What Contracts are Subject to the Fee Disclosure Requirements?

Contracts executed on or after December 27, 2021 must comply. FASB 2021-03 clarifies that the date on which a contract or arrangement is entered into between an agent or broker and a plan fiduciary is the date the contract or arrangement was “executed.” For example:

  • A plan fiduciary enters into a new service contract with an agent on December 15, 2021, for the plan year beginning on January 1, 2022. The service contract will be treated as having been “executed” on December 15, 2021, which is prior to December 27, 2021, so that the contract will not be subject to the new compensation disclosure requirements;
  • A plan fiduciary enters into a new service contract with an agent on December 29, 2021, for the plan year beginning on January 1, 2022. The service contract will be treated as having been “executed” on December 29, 2021, so the contract will be subject to the new compensation disclosure requirements.

For an agent or broker that enters into a contract or arrangement with a plan fiduciary through use of a “broker of record” (BOR) agreement, the date the contract or arrangement will be considered “entered into” is the earlier of the date on which the BOR agreement is submitted to the insurance carrier or the date on which a group application is signed for insurance coverage for the following plan year, provided that the submission or signature is done in the ordinary course and not to avoid ERISA disclosure obligations.

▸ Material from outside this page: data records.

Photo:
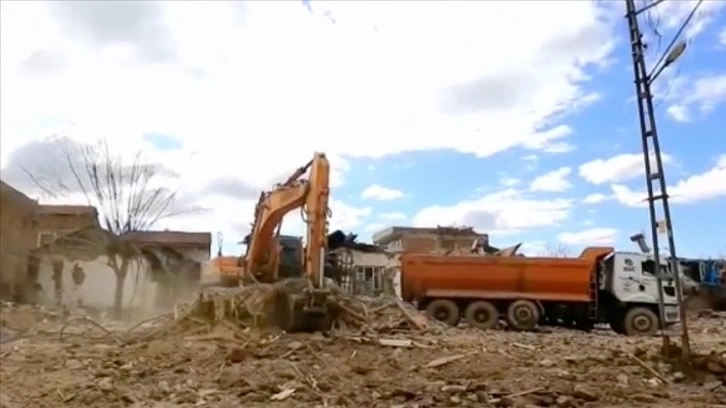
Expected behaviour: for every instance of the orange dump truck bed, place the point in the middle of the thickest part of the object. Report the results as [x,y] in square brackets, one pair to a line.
[492,277]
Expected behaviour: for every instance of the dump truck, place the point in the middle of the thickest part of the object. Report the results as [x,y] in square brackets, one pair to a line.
[599,286]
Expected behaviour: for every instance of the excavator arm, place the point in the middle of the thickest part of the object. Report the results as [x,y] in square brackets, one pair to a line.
[262,257]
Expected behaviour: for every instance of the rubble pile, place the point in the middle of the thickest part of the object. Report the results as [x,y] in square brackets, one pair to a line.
[378,359]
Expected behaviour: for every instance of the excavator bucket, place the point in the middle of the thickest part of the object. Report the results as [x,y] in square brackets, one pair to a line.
[300,308]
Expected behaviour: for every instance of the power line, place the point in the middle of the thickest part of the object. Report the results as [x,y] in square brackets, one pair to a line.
[656,68]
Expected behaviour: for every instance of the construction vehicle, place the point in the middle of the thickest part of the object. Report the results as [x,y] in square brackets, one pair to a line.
[301,302]
[227,269]
[600,286]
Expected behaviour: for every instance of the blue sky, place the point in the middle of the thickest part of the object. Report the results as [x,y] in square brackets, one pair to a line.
[604,129]
[529,135]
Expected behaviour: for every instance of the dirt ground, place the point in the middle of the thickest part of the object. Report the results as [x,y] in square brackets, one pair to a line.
[165,363]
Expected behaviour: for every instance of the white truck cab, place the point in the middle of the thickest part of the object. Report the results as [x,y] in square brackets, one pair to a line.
[628,280]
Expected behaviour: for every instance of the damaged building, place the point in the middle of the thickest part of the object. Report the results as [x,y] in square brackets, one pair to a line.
[423,240]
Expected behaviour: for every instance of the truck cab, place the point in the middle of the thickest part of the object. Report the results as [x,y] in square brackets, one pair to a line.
[629,290]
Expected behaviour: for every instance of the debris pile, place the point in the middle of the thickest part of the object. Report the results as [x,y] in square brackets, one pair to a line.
[379,358]
[251,305]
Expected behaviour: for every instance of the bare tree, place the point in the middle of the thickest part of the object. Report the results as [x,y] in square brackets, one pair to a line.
[558,250]
[125,194]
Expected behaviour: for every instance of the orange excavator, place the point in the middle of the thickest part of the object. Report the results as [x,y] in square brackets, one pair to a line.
[302,301]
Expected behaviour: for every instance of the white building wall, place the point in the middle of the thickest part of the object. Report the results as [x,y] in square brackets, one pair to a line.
[98,288]
[383,260]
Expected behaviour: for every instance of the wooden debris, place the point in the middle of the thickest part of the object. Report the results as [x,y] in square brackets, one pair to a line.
[282,394]
[395,342]
[444,360]
[650,369]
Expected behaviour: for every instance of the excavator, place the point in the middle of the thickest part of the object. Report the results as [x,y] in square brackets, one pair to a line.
[301,304]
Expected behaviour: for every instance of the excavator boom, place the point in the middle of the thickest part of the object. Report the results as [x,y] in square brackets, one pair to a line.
[262,259]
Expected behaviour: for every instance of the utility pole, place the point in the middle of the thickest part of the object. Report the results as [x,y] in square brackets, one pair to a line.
[654,174]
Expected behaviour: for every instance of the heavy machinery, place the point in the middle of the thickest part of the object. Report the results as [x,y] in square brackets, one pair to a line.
[600,286]
[301,302]
[227,269]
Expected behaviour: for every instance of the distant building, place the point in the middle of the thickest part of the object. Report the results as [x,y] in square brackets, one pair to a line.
[423,240]
[18,220]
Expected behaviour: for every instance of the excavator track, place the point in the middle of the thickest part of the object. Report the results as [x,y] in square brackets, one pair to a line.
[301,309]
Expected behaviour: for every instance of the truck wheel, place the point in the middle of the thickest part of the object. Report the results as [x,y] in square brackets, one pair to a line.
[640,321]
[482,315]
[523,315]
[617,325]
[444,310]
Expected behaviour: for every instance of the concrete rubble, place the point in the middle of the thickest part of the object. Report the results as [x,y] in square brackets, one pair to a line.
[387,355]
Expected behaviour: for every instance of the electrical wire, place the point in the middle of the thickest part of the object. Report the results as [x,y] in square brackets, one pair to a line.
[683,26]
[653,23]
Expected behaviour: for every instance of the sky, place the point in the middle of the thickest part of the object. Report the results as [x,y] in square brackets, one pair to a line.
[516,118]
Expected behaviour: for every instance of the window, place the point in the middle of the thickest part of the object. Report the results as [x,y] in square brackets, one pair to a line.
[648,268]
[378,279]
[395,246]
[45,238]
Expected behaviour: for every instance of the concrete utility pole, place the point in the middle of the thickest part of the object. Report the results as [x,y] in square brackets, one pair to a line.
[654,172]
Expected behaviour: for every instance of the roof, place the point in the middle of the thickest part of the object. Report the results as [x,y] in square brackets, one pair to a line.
[171,237]
[6,188]
[52,209]
[392,233]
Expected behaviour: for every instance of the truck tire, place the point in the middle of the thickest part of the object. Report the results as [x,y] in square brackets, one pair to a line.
[640,321]
[444,310]
[523,315]
[482,315]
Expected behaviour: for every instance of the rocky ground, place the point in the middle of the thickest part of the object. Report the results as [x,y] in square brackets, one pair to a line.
[175,362]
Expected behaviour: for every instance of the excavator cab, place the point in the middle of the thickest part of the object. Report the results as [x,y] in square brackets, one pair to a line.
[301,302]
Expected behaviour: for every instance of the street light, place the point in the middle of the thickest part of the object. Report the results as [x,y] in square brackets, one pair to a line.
[675,53]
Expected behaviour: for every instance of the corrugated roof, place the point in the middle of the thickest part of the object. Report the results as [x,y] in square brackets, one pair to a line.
[171,237]
[53,209]
[8,189]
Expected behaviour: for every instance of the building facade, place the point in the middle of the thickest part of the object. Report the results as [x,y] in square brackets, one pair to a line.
[424,240]
[18,223]
[58,220]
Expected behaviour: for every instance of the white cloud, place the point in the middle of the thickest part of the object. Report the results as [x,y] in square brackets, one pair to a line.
[503,212]
[378,192]
[686,94]
[595,198]
[617,168]
[238,109]
[553,181]
[559,147]
[699,187]
[509,181]
[679,113]
[592,236]
[374,227]
[392,216]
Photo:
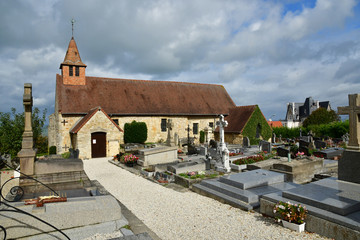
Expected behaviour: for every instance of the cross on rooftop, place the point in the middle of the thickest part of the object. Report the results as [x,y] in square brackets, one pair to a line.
[354,120]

What Constitutes a Good Faith, Reasonable Interpretation?

Additional FAQs contained in FASB 2021-03 provide guidance on what may constitute a good faith, reasonable interpretation, clarifying that:

  • The Fee Disclosure Requirements apply all group health plans except QSHERAs. This includes insured and self-insured (including grandfathered plans) plans, regardless of size. It also includes excepted benefit plans, such as limited scope dental and vision plans.
  • Covered service provides are not limited to those who are licensed or market themselves as “brokers” or “consultants.” The DOL specifically warns that service providers who receive, or expect to receive, indirect compensation from third parties in connection with advice, recommendations, or referrals regarding any of the listed sub-services should be prepared to explain why they are not a covered service provider.
  • Covered service providers may look to DOL regulations on pension plan disclosures for guidance. Although group health plans and pension plans have different types of compensation arrangements, much of the terminology and requirements are identical for the two sets of disclosure rules.
  • When the specific amount of compensation is not known in advance of contracting, anticipated compensation may be described using a formula, per capita charge, or other reasonable method. Disclosure of compensation in ranges may be reasonable in certain circumstances. Generally, more specific (rather than less specific) compensation disclosure is preferred when it can be furnished without undue burden.

DISCLAIMER: Because of the generality of this update, the information provided herein may not be applicable in all situations and should not be acted upon without specific legal advice based on particular situations.